Luang Prabang day trip
Designated a UNESCO World Heritage Site in 1995, Luang Prabang is dominated by 33 temples and has a long history as a centre for the study of Buddhism. Named after the golden statue, the Prabang. Luang Prabang was the first capital of Laos and has somehow managed to remain unscathed by war and (so far) modernisation. It’s one of the few places where you feel this is the genuine article and one that retains its unique ambience.
Start at 08 00 am, visit Vat Visoun, the site of an impressive stupa, That Makmo, stylistically more Srilankalese than Lao. Then walk to the nearby Vat Aham, which is one of the city’s major tutelary shrines, dedicated to Deveta Luang (spirit) Pu Gneu Ya Gneu (ancestors).
Climb Vat Phousi hill for an outstanding view over the city. Continue to visit Vat Sene and Vat Xieng Thong, considered as the most beautiful temple. The sim of the Vat represents the classic Luang Prabang temple architecture with roofs that sweep low to the ground. In the compound stand several small chapels housing bronze Buddha, which were displayed in Paris in 1911.
After lunch, drive to the nearby traditional weaving village Ban Phanom, populated by the Thai Lu. This village is famed for its intricately woven textiles and special weaving techniques – in former times, it was the weaver colony of the Luang Prabang Royalty.

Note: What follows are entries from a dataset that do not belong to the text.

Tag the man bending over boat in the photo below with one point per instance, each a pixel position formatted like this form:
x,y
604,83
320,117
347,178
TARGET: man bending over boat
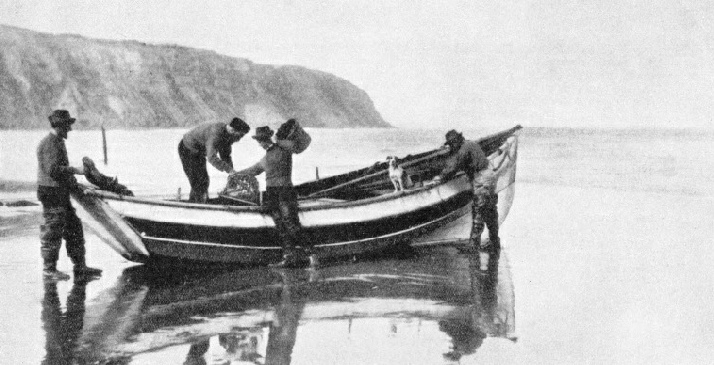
x,y
210,142
280,199
55,181
469,157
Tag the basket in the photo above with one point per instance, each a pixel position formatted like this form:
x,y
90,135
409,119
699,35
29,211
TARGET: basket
x,y
242,188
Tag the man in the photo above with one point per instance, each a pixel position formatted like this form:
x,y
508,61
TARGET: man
x,y
469,157
55,180
212,142
280,199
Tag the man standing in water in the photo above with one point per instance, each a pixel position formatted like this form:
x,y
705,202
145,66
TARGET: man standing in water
x,y
280,199
212,142
55,180
469,157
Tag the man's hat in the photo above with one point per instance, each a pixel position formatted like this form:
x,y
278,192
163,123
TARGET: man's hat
x,y
453,136
60,118
286,128
263,134
239,125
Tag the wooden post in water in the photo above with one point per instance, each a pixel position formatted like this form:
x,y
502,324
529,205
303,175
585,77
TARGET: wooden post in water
x,y
104,144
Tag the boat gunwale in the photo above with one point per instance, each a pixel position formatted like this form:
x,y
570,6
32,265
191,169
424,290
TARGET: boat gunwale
x,y
258,209
320,206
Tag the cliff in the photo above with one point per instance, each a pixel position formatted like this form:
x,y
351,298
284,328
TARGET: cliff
x,y
128,84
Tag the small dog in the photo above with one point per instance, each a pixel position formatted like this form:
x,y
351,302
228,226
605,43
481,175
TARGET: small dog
x,y
396,174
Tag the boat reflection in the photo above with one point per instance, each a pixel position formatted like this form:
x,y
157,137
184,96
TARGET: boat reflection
x,y
435,306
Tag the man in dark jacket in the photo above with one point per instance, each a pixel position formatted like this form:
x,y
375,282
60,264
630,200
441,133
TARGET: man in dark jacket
x,y
55,180
468,156
280,199
210,142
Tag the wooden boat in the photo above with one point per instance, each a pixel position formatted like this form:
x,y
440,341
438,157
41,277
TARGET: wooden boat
x,y
437,289
354,213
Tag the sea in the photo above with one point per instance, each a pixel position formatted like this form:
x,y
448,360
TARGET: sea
x,y
607,258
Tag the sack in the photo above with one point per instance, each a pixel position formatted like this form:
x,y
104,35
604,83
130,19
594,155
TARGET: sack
x,y
292,131
244,188
301,138
103,182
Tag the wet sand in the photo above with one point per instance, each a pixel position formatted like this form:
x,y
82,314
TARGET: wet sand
x,y
599,276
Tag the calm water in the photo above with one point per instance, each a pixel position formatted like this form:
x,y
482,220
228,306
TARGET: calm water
x,y
607,259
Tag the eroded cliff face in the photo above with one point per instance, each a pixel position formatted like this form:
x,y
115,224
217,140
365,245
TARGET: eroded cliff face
x,y
131,84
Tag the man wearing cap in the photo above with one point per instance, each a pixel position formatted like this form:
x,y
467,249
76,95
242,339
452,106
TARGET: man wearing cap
x,y
55,180
280,199
469,157
213,142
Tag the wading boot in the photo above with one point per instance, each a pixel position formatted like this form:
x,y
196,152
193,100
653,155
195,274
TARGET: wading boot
x,y
492,244
84,270
50,272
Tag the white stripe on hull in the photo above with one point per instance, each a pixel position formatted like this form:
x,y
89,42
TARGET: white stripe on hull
x,y
337,214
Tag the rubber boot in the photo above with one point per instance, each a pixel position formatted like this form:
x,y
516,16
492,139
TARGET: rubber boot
x,y
50,272
85,270
81,268
49,258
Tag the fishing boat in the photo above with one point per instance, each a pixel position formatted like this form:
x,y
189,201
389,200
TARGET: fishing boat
x,y
355,213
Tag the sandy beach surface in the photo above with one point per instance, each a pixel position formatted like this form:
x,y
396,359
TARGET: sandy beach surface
x,y
600,276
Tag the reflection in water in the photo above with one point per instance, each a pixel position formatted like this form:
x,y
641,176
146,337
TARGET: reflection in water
x,y
439,299
467,336
62,329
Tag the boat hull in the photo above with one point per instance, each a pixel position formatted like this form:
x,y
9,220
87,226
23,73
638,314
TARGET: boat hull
x,y
150,230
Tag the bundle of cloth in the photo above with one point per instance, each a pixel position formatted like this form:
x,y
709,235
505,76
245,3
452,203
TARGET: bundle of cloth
x,y
103,182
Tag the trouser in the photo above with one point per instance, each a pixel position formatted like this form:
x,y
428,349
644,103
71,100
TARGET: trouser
x,y
281,204
484,213
61,222
194,166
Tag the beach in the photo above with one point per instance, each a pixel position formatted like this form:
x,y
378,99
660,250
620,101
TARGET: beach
x,y
609,256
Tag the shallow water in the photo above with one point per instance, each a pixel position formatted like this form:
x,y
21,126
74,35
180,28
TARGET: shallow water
x,y
607,259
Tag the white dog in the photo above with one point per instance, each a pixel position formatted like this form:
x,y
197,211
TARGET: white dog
x,y
396,174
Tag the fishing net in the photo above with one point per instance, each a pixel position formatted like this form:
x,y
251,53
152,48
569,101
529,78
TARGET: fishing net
x,y
242,188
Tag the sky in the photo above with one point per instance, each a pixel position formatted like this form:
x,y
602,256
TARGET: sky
x,y
461,64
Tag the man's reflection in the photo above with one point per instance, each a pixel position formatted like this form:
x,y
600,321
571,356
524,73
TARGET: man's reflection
x,y
63,329
243,345
283,328
468,335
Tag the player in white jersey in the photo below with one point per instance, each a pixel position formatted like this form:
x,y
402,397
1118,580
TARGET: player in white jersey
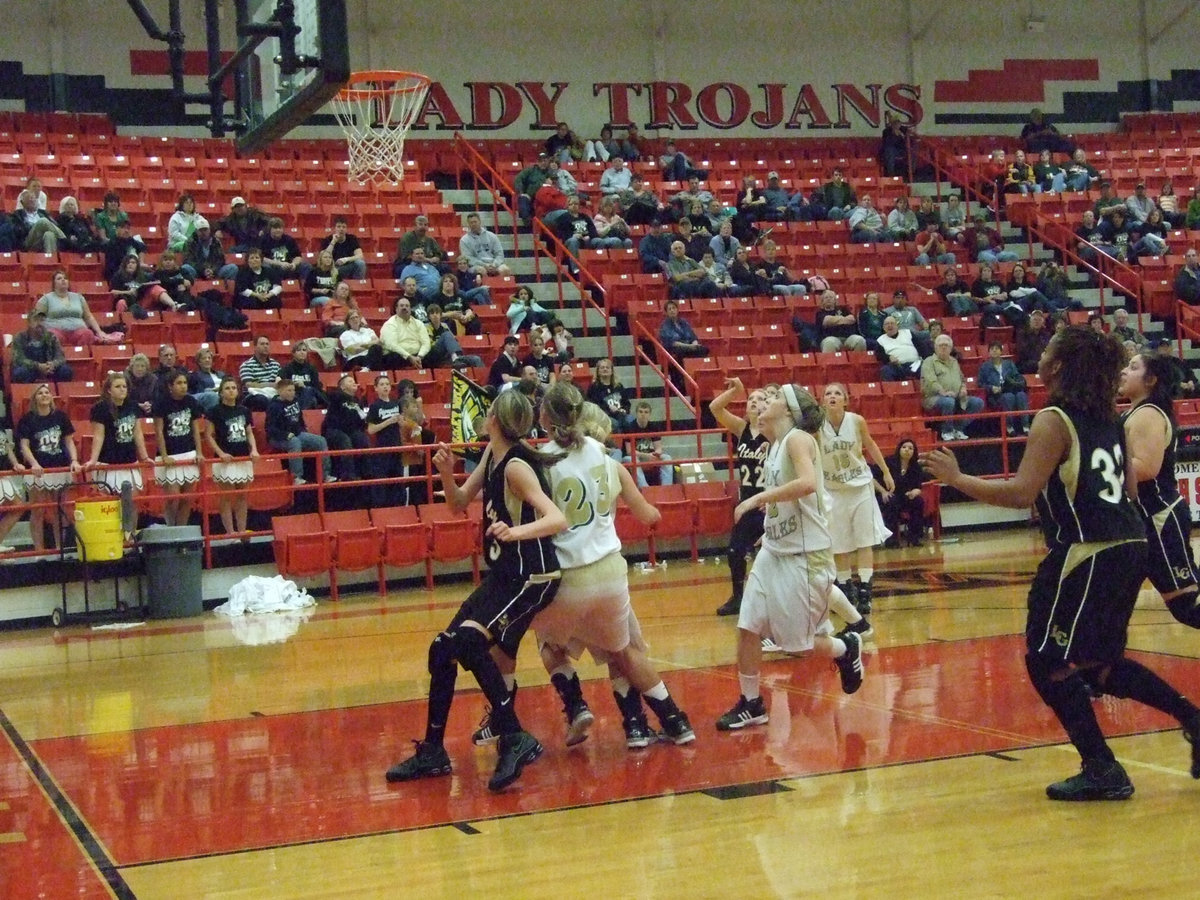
x,y
592,609
787,592
855,520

The very scenic Tad Se Waterfall can be reached on the Nam Khan from Ban Phanom by long-tail boat – best during and after the rainy season. Its numerous cascades and pools are an ideal place for bathing.
On the way to the Tad Se Waterfall lies the tomb of the 19th century French explorer Henri Mouhot, the first European to rediscover Angkor Wat and to visit the Royal Kingdom of Luang Prabang.